Abstract Syntax Tree
The abstract syntax tree is a key part of the binding system, we've discussed how it is used but it is easier to understand if you can visualize it. Below is a demo where you can enter any binding expression and see the AST resulting from parsing the expression. Click on the buttons to view some example expressions we put together or enter your own.
Binding Context / Scope
The "scope" in aurelia is made up of two objects: the
bindingContext (almost always a view-model instance) and the
overrideContext which can be thought of as an "overlay" of the bindingContext.

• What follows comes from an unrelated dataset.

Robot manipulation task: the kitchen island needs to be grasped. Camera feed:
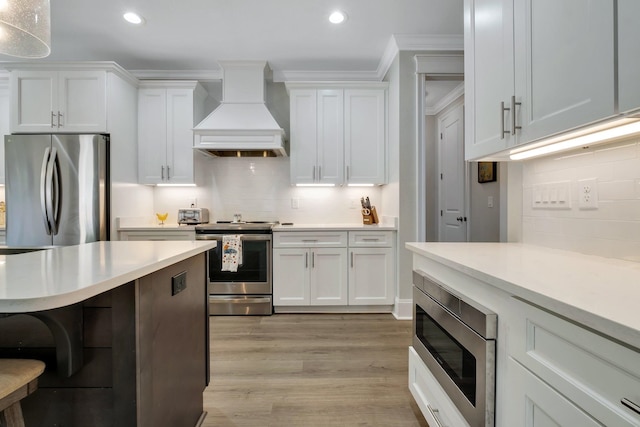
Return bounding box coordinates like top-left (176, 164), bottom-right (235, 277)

Properties on the overrideContext "override" corresponding properties on the bindingContext. It is actually rare for there to be a property on the overrideContext that is "hiding" a property on the bindingContext beneath. Most of the time the overrideContext is storing extra contextual properties such as
$even in the case of the repeat,
$event when event bindings are firing, etc. The other purpose of the overrideContext is to enable scope traversal. The overrideContext also has a reference to the parent overrideContext and to its corresponding bindingContext which enables the binding system to traverse the scope as-needed when it evaluates a binding expression. If you've been using Aurelia for a while you might remember needing to use
$parent to access the outer scope. It is not needed anymore because the binding system knows how to traverse the scope (read: traverse the bindingContext/overrideContext hierarchy) automatically.
When are bindingContexts created? Not often. The repeat is the only thing that creates them on the fly. The rest of the time the bindingContext is the view-model instance you'd expect it to be. On the other hand, overrideContexts are created on an as-needed basis, typically when it is time to compose a view and view-model.